Pada perang itu, 2.251 warga Palestina tewas, termasuk lebih dari 1.462 warga sipil serta 11.231 terluka, menurut PBB. Sedangkan di pihak Israel, 67 tentara tewas termasuk 6 warga sipil.
Tapi Perdana Menteri Benyamin Netanyahu menolak penyelidikan pengadilan. Bagi Israel, mahkamah di Den Haag tidak mempunyai wewenang melakukan penyelidikan. Perlu dicatat, penyelidikan ini atas aduan Palestina tahun 2015, tapi baru akan dieksekusi tahun ini.
Tentunya jika aduan ini dilakukan dengan daya tekan lebih besar dari kekuatan negara-negara Islam, setidaknya akan lebih efektif dan mampu mempengaruhi perimbangan kekuatan di Timur Tengah.
Ketiga, satu pertanyaan besar, konflik Israel dan Palestina sudah berlangsung 54 tahun sejak Perang Arab-Israel 1967, atau 73 tahun sejak Perang Arab-Israel pertama kali 1948.
Tapi mengapa tidak ada penempatan Pasukan Pemeliharaan Perdamaian PBB (peacekeeping force) di Palestina sebagaimana dilakukan di Lebanon, Sierra Leone, dan Kongo?

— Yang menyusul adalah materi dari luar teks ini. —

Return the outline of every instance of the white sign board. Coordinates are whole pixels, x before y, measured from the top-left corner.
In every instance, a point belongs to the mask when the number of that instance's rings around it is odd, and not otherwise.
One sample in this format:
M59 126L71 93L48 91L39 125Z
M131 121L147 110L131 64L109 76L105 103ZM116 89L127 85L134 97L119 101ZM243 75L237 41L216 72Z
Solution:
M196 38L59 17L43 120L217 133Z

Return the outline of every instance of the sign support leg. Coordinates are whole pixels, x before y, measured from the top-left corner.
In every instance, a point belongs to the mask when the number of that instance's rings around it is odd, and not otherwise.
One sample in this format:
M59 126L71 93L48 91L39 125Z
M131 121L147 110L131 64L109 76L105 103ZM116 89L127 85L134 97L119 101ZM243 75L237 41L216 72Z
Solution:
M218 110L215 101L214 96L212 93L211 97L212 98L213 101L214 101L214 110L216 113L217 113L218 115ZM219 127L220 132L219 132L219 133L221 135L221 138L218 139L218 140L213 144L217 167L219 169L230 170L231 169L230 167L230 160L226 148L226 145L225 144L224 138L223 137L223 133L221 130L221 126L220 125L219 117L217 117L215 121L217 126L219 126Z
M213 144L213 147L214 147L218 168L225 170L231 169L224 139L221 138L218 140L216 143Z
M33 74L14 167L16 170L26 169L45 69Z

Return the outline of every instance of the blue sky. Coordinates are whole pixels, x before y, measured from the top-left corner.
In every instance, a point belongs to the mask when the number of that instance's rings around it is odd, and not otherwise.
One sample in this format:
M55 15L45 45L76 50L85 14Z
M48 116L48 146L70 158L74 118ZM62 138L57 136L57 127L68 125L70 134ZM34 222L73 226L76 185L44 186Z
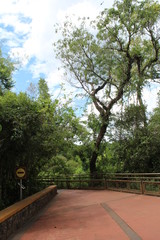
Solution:
M60 63L52 46L58 37L54 24L73 14L76 18L94 19L104 7L112 4L113 0L1 0L1 47L20 62L13 75L14 91L26 91L31 82L37 83L44 77L51 94L58 96L59 85L66 81L63 70L58 70ZM66 85L66 91L75 92L75 89ZM157 88L144 91L149 110L156 104L157 91Z

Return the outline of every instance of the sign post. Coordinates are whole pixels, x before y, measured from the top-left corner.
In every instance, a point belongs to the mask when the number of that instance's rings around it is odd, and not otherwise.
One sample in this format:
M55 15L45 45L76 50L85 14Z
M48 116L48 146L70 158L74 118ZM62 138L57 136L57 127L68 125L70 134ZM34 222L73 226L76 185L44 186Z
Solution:
M23 198L22 190L25 189L25 187L22 184L22 179L26 178L26 168L25 167L17 167L16 168L16 178L20 180L18 183L20 187L20 200Z

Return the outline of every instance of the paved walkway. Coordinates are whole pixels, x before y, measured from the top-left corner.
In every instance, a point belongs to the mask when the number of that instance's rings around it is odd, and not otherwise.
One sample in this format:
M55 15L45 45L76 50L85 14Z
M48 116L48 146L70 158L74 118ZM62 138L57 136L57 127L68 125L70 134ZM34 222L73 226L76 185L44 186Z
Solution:
M10 240L158 240L160 198L62 190Z

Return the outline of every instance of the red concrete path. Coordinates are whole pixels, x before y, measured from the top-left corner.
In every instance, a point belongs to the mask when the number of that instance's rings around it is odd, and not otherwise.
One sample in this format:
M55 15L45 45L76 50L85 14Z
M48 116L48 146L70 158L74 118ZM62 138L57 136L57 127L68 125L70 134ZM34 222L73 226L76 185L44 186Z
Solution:
M160 198L63 190L12 240L159 240Z

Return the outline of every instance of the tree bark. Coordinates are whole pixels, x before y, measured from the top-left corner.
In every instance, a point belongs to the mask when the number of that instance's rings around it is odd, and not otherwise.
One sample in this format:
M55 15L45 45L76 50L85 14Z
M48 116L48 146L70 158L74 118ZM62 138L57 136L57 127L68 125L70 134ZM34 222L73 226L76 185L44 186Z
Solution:
M100 132L99 132L97 140L95 142L95 148L93 150L92 157L91 157L91 160L90 160L90 173L91 173L91 175L94 175L96 173L96 170L97 170L96 160L97 160L97 157L98 157L98 151L99 151L99 148L100 148L100 144L101 144L101 142L104 138L104 135L106 133L107 126L108 126L108 124L106 124L106 123L104 123L101 126Z

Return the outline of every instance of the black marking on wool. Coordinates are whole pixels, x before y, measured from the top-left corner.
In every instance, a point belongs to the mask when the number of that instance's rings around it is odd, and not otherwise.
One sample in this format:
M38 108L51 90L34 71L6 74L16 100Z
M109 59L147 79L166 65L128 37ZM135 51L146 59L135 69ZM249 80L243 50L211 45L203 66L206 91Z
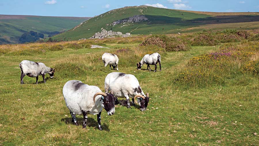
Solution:
M134 90L134 92L136 92L137 93L141 93L142 92L142 90L141 90L141 88L140 88L140 86L138 86L138 87L137 88L135 88L133 89L133 90Z
M122 77L123 76L124 76L126 74L124 73L119 73L119 75L118 77Z
M81 86L83 86L84 85L85 85L85 84L83 83L77 83L75 86L75 90L77 91L80 88Z

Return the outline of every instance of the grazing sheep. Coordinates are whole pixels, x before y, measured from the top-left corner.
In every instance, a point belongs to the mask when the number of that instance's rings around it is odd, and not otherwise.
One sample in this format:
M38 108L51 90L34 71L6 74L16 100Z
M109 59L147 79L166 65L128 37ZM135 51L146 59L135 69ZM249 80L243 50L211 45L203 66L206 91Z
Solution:
M72 123L78 126L76 114L83 114L83 128L86 127L87 113L97 114L99 129L102 130L101 113L102 108L104 108L109 115L115 112L115 97L112 94L102 92L98 87L89 86L80 81L72 80L65 84L63 92L66 104L72 116Z
M55 72L55 68L52 69L46 66L44 63L36 62L28 60L22 60L19 64L21 69L21 84L23 84L23 77L27 75L32 77L36 77L36 84L38 84L39 75L42 76L44 83L46 83L45 75L48 73L52 78Z
M160 69L159 71L161 71L161 56L158 53L155 53L152 54L147 54L144 56L144 57L140 61L140 62L137 63L137 67L138 69L140 70L140 69L143 65L146 64L147 65L147 70L149 68L149 70L151 71L150 65L154 65L155 66L155 70L154 72L157 71L157 63L159 63L159 67Z
M105 53L102 56L102 59L104 64L105 67L106 67L108 65L110 65L110 69L111 69L111 66L112 65L113 69L115 70L115 68L117 67L117 71L119 71L118 69L119 58L117 55L109 53Z
M132 75L116 72L109 73L105 78L104 90L106 93L110 91L111 93L117 97L125 97L128 108L130 107L130 97L132 99L134 106L136 98L139 97L138 98L137 102L140 107L140 110L144 111L146 109L149 101L148 93L145 95L138 79Z

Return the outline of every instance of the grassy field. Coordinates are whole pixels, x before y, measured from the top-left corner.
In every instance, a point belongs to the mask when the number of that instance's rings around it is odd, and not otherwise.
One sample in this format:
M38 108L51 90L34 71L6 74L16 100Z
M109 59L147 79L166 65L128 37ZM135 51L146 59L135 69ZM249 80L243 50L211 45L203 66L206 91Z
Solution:
M259 58L258 43L243 41L165 52L155 46L138 47L145 37L0 45L3 69L0 72L0 145L258 145L259 137L254 133L259 133L259 78L256 73L240 71L247 61ZM110 49L90 49L87 44ZM245 47L254 54L240 58L245 60L237 60L234 56L229 60L199 60L227 46L240 51ZM145 65L136 69L136 63L144 55L156 52L161 56L162 71L146 70ZM119 105L112 116L104 111L102 131L97 128L96 116L89 115L88 125L82 129L70 123L62 88L67 81L77 79L103 91L106 76L114 71L104 66L101 57L104 52L117 54L119 71L135 75L151 98L144 112L138 106L128 109ZM204 64L191 64L194 58ZM36 85L35 78L26 76L25 84L20 85L18 65L25 59L55 67L54 78L43 84L39 77L40 84ZM226 73L222 73L224 84L216 79L203 86L195 80L198 77L175 81L195 67L218 69L206 65L218 65L212 64L217 60L234 65L219 68ZM77 118L81 124L82 116Z
M148 20L140 23L119 24L113 26L110 25L114 21L135 15L144 15ZM236 24L236 23L255 22L257 25L259 24L258 13L208 12L146 6L127 7L112 10L93 17L75 29L56 35L54 38L66 41L88 38L95 33L100 32L102 28L108 31L111 30L124 33L129 32L134 35L174 34L186 32L182 31L182 30L208 24L222 24L224 29L238 29L241 26ZM127 25L123 26L125 25ZM256 28L258 29L258 27ZM200 30L194 29L193 31Z
M0 15L0 38L10 41L9 43L17 43L22 35L30 31L47 37L46 32L67 31L89 18Z

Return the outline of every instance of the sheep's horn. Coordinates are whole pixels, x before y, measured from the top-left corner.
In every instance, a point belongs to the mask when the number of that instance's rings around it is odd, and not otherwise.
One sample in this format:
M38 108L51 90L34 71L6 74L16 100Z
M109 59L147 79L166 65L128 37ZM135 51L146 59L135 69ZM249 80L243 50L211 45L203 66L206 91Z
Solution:
M95 97L97 95L101 95L104 96L107 96L107 94L105 93L104 93L102 92L99 92L96 93L94 94L94 102L95 103Z
M141 98L142 98L143 99L145 98L144 97L144 96L143 96L142 95L136 95L136 96L135 96L135 97L134 97L134 101L138 101L138 100L136 100L136 98L137 97L141 97Z

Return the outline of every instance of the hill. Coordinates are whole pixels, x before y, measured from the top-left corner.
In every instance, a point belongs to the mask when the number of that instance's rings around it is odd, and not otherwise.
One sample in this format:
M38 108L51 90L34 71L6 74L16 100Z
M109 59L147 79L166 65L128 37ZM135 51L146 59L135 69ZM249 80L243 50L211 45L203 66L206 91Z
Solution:
M114 22L128 20L136 15L144 16L147 20L137 23L122 23L115 25ZM144 20L144 19L143 19ZM158 8L142 5L126 7L112 10L87 20L74 30L55 36L54 39L64 40L88 38L103 28L107 30L132 34L170 34L199 31L193 28L206 26L214 29L228 28L244 29L244 24L257 22L259 24L259 13L216 13L188 11ZM231 24L231 25L226 25ZM218 26L219 24L219 26ZM216 27L212 26L218 25ZM232 26L233 25L234 26ZM252 25L254 26L254 25ZM241 28L240 28L241 27ZM190 28L193 28L189 29ZM259 28L250 27L247 29Z
M0 44L18 43L22 35L31 31L47 37L52 32L71 29L89 18L0 15Z

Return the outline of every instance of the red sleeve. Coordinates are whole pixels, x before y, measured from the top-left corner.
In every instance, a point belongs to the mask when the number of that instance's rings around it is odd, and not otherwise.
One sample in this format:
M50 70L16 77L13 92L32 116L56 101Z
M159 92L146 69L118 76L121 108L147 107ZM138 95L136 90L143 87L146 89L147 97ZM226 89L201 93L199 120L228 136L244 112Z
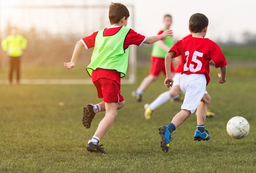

Tidak dapatkah negeri-negeri muslim menggunakan kewajiban politik luar negerinya di Dewan Keamanan PBB untuk menekan organisasi multilateral tersebut menempatkan (deployment) pasukan pemeliharaan perdamaian (peacekeeping force) di Palestina, terutama di Kota Yerusalem yang ditetapkan UNESCO sebagai situs warisan dunia?
Meskipun deployment tersebut harus melalui serangkaian proses administrasi dan legalitas dari Dewan Keamanan, tentunya lima kekuatan pemegang hak veto.
Kekosongan keamanan di Palestina mendorong rakyat di sana mengambil cara mereka sendiri dalam melakukan sekuritisasi kedaulatan wilayah dan martabat kemanusiaan.
Munculnya gerakan intifada sejak tahun 1987, lalu bersamaan dengan kelahiran gerakan perlawanan rakyat Palestina melalui Harakah Al-Muqawwmah Al-Islamiyah (HAMAS).
Sebelumnya telah muncul Jihad Islam (1981). Bukankah kehadiran sayap militer bersenjata ini karena kekosongan keamanan di Palestina?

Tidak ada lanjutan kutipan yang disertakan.